I will try to revisit the code.

civanch commented 1 year ago

@Dr15Jones , @dan131riley, is it possible to check if #40180 improve the situation? I cannot do this promptly.

smuzaffar commented 1 year ago

@civanch , I have tested https://github.com/cms-sw/cmssw/pull/40180 for LTO builds and the tests (TTbar with 8 threads and MinBias 16 threads) which were failing before work now.

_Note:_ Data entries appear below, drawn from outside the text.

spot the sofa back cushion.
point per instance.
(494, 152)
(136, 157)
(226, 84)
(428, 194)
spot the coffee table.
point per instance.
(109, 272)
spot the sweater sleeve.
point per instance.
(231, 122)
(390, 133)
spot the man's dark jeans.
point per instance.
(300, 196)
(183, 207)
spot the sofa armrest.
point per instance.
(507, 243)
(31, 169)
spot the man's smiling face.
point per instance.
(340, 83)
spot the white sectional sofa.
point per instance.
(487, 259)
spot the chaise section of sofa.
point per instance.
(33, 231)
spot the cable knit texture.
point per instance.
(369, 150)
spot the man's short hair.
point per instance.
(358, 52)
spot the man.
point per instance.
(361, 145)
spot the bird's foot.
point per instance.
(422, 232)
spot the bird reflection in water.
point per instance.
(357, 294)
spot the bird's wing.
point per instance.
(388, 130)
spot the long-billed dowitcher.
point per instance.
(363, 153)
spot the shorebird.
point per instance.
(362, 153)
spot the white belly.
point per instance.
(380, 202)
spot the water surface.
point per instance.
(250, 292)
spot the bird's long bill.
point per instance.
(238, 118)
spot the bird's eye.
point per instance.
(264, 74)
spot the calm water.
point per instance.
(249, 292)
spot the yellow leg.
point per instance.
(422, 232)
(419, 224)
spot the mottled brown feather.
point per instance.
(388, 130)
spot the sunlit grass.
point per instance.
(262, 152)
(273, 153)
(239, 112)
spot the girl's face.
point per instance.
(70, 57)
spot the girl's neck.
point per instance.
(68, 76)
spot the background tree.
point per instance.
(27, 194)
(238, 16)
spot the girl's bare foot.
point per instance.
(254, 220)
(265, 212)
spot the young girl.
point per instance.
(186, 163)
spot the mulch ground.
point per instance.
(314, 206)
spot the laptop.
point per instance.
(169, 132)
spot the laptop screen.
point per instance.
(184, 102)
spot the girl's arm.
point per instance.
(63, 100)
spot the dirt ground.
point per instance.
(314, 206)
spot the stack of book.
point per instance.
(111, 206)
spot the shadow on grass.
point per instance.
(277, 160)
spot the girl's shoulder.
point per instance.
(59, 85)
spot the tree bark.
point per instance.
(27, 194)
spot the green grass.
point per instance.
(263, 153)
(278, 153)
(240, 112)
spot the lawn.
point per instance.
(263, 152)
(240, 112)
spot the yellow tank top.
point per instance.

civanch commented 1 year ago

The issue is fully understood. It is connected with the ComptonScattering process. When it happens, primary gamma continue tracking and electron is produced. Due to that creator process for electron is not correctly identified in all cases. The fix will be committed soon. It may be backported to 12_6. The problem does not exist in other releases.

civanch commented 1 year ago

PR #40252 resolve issues for 13_0 with Geant4 10.7.2 and may be backported to 12_6. There is no need to backport to early releases, because G4GammaGeneralProcess is not used in these releases.